I'm not trying to belittle anyone. I'm saying that if I were given the opportunity I might have chosen the "better" school knowing only the claims circulated about it. I now know that the school you attend is not nearly as important as the work you do there and the connections you make. This part of science is very much played down because scientists don't like to admit that it exists. If you work with a big collaboration you're going to spend a lot of time giving talks and trying to get collaborators to publish papers with you. This is called advertising. Getting your name and the name of your group out there makes you well-known in your field and thus more likely for you (or your advisor) to get tenure and grants. It's very much about who you know and less about where you go.
In your phd program, course education is really a small part of it, the most important and part is your research.
A small but important part.
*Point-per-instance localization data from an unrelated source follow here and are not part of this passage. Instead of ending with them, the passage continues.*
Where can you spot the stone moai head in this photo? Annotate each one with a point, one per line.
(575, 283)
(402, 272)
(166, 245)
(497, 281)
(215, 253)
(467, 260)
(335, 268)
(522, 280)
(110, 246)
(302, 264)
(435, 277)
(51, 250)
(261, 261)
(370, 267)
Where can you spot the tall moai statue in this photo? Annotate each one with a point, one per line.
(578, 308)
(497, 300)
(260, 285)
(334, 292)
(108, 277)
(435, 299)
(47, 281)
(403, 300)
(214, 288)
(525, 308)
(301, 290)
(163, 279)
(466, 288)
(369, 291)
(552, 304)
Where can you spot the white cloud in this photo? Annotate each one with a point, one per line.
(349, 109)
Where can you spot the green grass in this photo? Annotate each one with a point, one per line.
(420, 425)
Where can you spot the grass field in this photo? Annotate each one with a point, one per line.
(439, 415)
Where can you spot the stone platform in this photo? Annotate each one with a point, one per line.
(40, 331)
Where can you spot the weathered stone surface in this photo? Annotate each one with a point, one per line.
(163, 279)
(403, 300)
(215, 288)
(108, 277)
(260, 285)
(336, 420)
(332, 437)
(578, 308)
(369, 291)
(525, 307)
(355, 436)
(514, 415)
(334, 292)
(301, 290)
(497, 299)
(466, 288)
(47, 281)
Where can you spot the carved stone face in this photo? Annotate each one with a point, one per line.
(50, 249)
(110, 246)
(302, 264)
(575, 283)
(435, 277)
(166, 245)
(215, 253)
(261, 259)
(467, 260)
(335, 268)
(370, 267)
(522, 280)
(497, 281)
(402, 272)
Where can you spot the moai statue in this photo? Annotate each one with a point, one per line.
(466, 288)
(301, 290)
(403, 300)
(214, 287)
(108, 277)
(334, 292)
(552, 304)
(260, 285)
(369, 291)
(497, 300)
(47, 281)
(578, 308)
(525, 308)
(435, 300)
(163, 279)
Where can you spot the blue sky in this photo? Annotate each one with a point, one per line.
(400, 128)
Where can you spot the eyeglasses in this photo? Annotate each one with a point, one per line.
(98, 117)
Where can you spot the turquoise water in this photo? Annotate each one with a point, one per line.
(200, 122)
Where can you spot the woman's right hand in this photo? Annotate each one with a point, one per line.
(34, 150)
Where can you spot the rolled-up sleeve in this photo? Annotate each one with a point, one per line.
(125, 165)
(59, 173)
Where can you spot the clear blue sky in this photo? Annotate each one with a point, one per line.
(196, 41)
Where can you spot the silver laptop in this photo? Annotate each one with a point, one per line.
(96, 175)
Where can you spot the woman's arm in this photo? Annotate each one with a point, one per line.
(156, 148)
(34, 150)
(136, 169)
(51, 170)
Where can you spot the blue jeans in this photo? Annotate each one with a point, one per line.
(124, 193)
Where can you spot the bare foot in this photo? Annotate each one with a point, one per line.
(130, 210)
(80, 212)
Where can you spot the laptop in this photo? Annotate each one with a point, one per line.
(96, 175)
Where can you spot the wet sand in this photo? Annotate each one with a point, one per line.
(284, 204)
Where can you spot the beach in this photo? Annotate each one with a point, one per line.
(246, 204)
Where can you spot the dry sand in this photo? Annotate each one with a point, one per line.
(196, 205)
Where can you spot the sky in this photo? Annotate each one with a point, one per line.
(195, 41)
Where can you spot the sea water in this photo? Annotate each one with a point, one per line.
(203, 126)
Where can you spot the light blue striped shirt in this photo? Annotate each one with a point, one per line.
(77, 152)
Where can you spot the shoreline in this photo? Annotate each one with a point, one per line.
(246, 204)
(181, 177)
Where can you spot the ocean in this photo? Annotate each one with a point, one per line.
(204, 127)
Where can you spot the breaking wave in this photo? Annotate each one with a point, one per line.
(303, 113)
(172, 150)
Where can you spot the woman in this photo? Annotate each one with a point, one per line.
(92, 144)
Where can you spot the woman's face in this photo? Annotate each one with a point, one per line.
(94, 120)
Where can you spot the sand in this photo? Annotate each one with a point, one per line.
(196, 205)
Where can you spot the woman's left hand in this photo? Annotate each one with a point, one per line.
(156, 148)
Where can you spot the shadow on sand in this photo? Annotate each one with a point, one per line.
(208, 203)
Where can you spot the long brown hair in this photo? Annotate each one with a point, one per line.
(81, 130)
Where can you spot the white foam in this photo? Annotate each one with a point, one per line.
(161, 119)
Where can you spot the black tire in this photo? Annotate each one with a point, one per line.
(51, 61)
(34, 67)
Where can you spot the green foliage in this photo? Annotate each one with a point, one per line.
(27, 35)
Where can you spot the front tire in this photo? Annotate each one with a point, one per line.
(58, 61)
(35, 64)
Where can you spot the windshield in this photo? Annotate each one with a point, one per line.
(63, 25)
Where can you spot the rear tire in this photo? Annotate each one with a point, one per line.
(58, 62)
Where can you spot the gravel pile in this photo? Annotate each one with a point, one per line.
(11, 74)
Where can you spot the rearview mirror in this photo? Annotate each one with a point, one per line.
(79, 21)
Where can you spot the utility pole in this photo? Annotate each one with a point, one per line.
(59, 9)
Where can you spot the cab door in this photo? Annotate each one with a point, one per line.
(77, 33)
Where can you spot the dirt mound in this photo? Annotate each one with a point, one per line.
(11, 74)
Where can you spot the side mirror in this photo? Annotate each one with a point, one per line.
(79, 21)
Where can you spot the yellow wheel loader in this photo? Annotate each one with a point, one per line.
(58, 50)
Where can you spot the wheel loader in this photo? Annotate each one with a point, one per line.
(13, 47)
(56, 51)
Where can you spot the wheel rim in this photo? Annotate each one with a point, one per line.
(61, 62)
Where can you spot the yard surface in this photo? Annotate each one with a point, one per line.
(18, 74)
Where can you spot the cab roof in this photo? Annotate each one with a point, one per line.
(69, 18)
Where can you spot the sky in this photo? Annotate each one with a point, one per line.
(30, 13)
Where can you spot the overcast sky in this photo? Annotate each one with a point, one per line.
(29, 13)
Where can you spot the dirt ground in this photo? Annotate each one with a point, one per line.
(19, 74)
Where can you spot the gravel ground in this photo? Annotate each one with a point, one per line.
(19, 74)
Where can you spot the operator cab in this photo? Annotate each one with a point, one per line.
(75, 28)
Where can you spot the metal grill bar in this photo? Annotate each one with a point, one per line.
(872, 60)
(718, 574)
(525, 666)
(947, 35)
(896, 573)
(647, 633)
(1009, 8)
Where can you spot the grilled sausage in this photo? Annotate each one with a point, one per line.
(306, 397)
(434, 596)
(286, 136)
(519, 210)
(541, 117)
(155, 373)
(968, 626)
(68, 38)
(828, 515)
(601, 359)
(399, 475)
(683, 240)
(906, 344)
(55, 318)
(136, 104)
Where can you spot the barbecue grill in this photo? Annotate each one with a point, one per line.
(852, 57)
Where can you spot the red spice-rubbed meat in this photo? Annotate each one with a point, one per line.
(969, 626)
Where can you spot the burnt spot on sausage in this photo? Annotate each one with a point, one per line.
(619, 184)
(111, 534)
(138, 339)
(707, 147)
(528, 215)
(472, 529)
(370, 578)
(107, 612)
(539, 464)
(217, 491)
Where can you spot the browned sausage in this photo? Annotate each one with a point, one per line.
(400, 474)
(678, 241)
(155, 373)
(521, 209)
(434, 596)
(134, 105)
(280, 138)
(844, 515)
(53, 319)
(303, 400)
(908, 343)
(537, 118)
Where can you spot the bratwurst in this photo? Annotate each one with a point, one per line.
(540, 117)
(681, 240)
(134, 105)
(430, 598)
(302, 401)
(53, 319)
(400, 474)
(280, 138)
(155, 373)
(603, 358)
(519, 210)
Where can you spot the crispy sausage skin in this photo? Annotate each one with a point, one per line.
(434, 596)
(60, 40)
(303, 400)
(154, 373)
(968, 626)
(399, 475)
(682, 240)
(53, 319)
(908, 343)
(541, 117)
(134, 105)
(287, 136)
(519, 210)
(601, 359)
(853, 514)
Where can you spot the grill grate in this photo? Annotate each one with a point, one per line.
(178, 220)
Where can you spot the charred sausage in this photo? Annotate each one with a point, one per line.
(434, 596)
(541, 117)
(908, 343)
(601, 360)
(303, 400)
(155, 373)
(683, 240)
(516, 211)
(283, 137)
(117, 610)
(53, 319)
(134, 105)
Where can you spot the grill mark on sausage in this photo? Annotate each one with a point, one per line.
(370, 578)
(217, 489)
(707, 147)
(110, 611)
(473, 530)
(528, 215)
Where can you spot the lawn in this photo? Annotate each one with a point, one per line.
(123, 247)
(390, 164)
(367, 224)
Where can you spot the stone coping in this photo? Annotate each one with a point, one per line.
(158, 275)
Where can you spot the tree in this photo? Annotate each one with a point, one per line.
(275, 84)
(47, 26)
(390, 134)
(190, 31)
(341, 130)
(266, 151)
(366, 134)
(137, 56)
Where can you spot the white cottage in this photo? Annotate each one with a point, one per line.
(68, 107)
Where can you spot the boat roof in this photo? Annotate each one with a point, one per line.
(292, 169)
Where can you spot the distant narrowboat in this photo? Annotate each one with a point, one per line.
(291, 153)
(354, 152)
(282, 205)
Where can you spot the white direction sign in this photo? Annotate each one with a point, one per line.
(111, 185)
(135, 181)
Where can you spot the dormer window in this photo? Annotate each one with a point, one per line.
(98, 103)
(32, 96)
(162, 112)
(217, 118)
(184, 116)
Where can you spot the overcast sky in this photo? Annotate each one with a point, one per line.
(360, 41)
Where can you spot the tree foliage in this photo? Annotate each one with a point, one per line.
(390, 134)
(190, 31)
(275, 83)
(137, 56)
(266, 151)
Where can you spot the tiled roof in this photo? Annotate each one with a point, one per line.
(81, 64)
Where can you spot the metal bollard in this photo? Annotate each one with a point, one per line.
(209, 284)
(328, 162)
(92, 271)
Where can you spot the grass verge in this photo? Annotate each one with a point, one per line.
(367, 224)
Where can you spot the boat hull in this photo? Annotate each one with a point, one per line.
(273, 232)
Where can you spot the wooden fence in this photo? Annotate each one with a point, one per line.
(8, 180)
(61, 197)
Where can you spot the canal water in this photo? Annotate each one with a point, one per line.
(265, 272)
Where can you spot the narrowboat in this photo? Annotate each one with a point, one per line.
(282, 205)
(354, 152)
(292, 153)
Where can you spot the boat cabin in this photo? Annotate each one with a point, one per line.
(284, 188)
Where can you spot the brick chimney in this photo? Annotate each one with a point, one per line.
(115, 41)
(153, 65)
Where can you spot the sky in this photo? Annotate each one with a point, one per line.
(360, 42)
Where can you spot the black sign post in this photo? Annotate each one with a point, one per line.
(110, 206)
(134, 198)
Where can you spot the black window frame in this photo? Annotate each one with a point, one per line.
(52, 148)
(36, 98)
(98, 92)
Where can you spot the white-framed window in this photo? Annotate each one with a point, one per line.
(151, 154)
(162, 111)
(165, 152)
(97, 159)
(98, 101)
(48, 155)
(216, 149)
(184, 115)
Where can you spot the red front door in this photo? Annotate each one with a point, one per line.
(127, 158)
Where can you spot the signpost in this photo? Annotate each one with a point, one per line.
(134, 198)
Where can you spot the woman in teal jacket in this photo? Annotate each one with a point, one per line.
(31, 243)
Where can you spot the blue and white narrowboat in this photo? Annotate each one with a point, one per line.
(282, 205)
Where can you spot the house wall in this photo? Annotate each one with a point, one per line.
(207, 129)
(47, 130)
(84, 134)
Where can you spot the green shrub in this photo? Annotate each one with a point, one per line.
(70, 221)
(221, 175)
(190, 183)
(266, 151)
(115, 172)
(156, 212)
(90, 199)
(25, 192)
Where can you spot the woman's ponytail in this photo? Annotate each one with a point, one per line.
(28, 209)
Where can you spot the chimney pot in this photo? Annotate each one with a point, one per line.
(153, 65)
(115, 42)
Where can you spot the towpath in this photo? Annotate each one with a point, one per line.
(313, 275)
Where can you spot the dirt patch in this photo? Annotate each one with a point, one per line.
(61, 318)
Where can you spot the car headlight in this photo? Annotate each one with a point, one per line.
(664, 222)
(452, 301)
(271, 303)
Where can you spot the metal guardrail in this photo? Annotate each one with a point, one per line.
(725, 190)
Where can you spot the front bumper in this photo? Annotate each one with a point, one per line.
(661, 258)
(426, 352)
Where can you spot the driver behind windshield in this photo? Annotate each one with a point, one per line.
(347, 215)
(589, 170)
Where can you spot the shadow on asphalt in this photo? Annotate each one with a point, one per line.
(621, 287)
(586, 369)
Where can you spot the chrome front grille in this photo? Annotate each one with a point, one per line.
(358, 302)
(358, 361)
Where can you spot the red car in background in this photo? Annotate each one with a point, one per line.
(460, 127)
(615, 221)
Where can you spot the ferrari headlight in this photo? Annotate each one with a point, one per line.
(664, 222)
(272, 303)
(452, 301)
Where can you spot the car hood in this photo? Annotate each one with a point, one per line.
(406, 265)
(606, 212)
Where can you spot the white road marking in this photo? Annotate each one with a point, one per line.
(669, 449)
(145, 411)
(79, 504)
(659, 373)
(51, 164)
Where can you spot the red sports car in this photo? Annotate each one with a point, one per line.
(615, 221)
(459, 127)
Your education is the foundation for your research. Without a solid foundation you will not have the right knowledge to build your research on.
before you just read the rankings and cry "bullshit," take a minute to read what they actually are.........All this ranking claims to do is answer the questions, "which schools produce the most publications with the most citations and have award-winning faculty?" That's all it does, that's all it claims to do, and that's all these rankings show. Rankings are only valuable if you know what methodology was used and consider them accordingly.
Nobody thinks that way. No one says, "Harvard was ranked #1 based on faculty publications." The whole point of the ranking is that the schools that end up on the top are supposed to be the "top" schools. You are right in the way the rankings are determined, but how they are interpreted by the mass public is a very different thing.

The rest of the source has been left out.